CARLYLE, Ill. — The Southern International Harvester Collectors Chapter 32 had its second annual show in this southern Illinois community earlier this month. While this area of Illinois gets fishing and boating activity, there are few toy shows.

“The Southern IHC Chapter 32 Club felt there was a void in this area,” said Larry Kauffman, a member and one of the founders of the Southern Chapter.

“Several members are in the toy hobby and have an active interest,” Kauffman said, explaining that members joined together to organize a show to share their interests and create an opportunity for the club to make extra money. “Last year we made about $1,500. If we can make about $1,000, then this is a good thing.”

Vendor and toy collector Abe Debatin was one of the show’s founders. Debatin and his wife, Judy, have been involved with toy shows for almost two decades. The two were among the founders of the Land of Lincoln Toy Show in Carlinville, Ill.

“Rick Garner wanted to have a show,” Debatin said of the Carlyle event. “Along with Rick, the four of us, my wife Judy and I and Albert and Carol Wells got this going. We found this location, and we have been very happy here.”

The show seems to be a hit, so far, Judy Debatin said.

“This year we have 60, eight-foot tables, and 15 dealers selling a variety of items from farm toys, NASCAR, literature, trucks, Country Cousins collectibles to customized toys,” she said.
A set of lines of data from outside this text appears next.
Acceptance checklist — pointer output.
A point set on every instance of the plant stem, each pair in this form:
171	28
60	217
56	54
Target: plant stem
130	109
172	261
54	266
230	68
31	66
Danny Angotti, from the Boot Hill area of Missouri, offered customized 1/64th-scale toys. Angotti said farm toys are a family business for him.

“My dad, Thad Angotti, is 88 years old,” he said. “He recently had a stroke, but he comes out and makes the frames, and he also makes the cotton trailers as well. My wife, Charlotte, handles selling the package items. Our son, Jeremy, helps when he comes home (he works for an ag distributor in Tennessee), and our daughter, Danyella, does the bookwork out of where she lives in Ohio. She is married and just had a little girl.”

Angotti’s Farm Toys got started by putting rubber tires on tractors, then chemical trucks.

“Then we changed and went to tractor and cotton trailers,” he said. “This is our 18th year of going to toy shows, and we have been selling since 1990.”

Debatin assessed the trends in the toy-collecting hobby during the show.

“A lot of the new items are selling very good,” he said. “These are toys prior to 1970 and on back. The younger ones are growing up with these but don’t have knowledge of the older toys. We are also seeing a lot of trucks selling as well.”

As for what is not as hot he added, “the older toys are slowing down. Toy show attendance has been slowing because of the Internet, which is hurting a lot of this.”

Debatin said he will be back next year. The tentative date is the first week in January.

Published in the January 18, 2006 issue of Farm World.